Look for any of these symptoms:
- A large number of small I/O requests made to the same file.
- A large number of small network requests made by an application instance to the same service.
- A large number of small requests made by an application instance to the same data store.
- Applications and services becoming I/O bound.
Example diagnosis
The following sections apply these steps to the example shown earlier that queries a database.
Load test the application
This graph shows the results of load testing. Median response time is measured in tens of seconds per request. The graph shows very high latency. With a load of 1000 users, a user might have to wait for nearly a minute to see the results of a query.
Note
The application was deployed as an Azure App Service web app, using Azure SQL Database. The load test used a simulated step workload of up to 1000 concurrent users. The database was configured with a connection pool supporting up to 1000 concurrent connections, to reduce the chance that contention for connections would affect the results.
Monitor the application
You can use an application performance management (APM) package to capture and analyze the key metrics that might identify chatty I/O. Which metrics are important will depend on the I/O workload. For this example, the interesting I/O requests were the database queries.

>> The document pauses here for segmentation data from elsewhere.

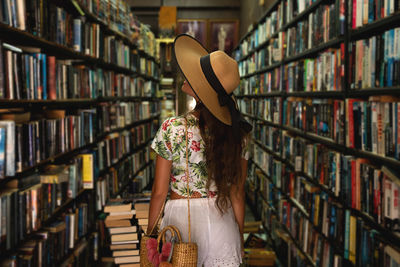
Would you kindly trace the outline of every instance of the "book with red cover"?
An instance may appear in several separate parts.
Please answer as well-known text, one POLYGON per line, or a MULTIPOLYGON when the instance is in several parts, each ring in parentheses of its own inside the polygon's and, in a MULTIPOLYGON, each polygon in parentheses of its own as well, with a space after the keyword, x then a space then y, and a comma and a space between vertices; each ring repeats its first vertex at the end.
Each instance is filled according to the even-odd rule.
POLYGON ((48 99, 57 99, 57 91, 56 91, 56 58, 54 56, 49 56, 47 58, 48 62, 48 71, 49 76, 47 80, 47 89, 48 89, 48 99))

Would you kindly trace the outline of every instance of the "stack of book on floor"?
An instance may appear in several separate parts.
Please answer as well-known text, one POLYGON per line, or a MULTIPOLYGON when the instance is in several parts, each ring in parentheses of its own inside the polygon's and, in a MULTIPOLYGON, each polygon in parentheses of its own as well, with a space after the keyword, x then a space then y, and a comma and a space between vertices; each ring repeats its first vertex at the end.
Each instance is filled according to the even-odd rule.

The following image shows results generated using New Relic APM. The average database response time peaked at approximately 5.6 seconds per request during the maximum workload. The system was able to support an average of 410 requests per minute throughout the test.
Gather detailed data access information
Digging deeper into the monitoring data shows the application executes three different SQL SELECT statements. These correspond to the requests generated by Entity Framework to fetch data from the ProductListPriceHistory
, Product
, and ProductSubcategory
tables. Furthermore, the query that retrieves data from the ProductListPriceHistory
table is by far the most frequently executed SELECT statement, by an order of magnitude.
It turns out that the GetProductsInSubCategoryAsync
method, shown earlier, performs 45 SELECT queries. Each query causes the application to open a new SQL connection.
Note
This image shows trace information for the slowest instance of the GetProductsInSubCategoryAsync
operation in the load test. In a production environment, it's useful to examine traces of the slowest instances, to see if there is a pattern that suggests a problem. If you just look at the average values, you might overlook problems that will get dramatically worse under load.
The next image shows the actual SQL statements that were issued. The query that fetches price information is run for each individual product in the product subcategory. Using a join would considerably reduce the number of database calls.
If you are using an O/RM, such as Entity Framework, tracing the SQL queries can provide insight into how the O/RM translates programmatic calls into SQL statements, and indicate areas where data access might be optimized.
Implement the solution and verify the result
Rewriting the call to Entity Framework produced the following results.
This load test was performed on the same deployment, using the same load profile. This time the graph shows much lower latency. The average request time at 1000 users is between 5 and 6 seconds, down from nearly a minute.
This time the system supported an average of 3,970 requests per minute, compared to 410 for the earlier test.
Tracing the SQL statement shows that all the data is fetched in a single SELECT statement. Although this query is considerably more complex, it is performed only once per operation. And while complex joins can become expensive, relational database systems are optimized for this type of query.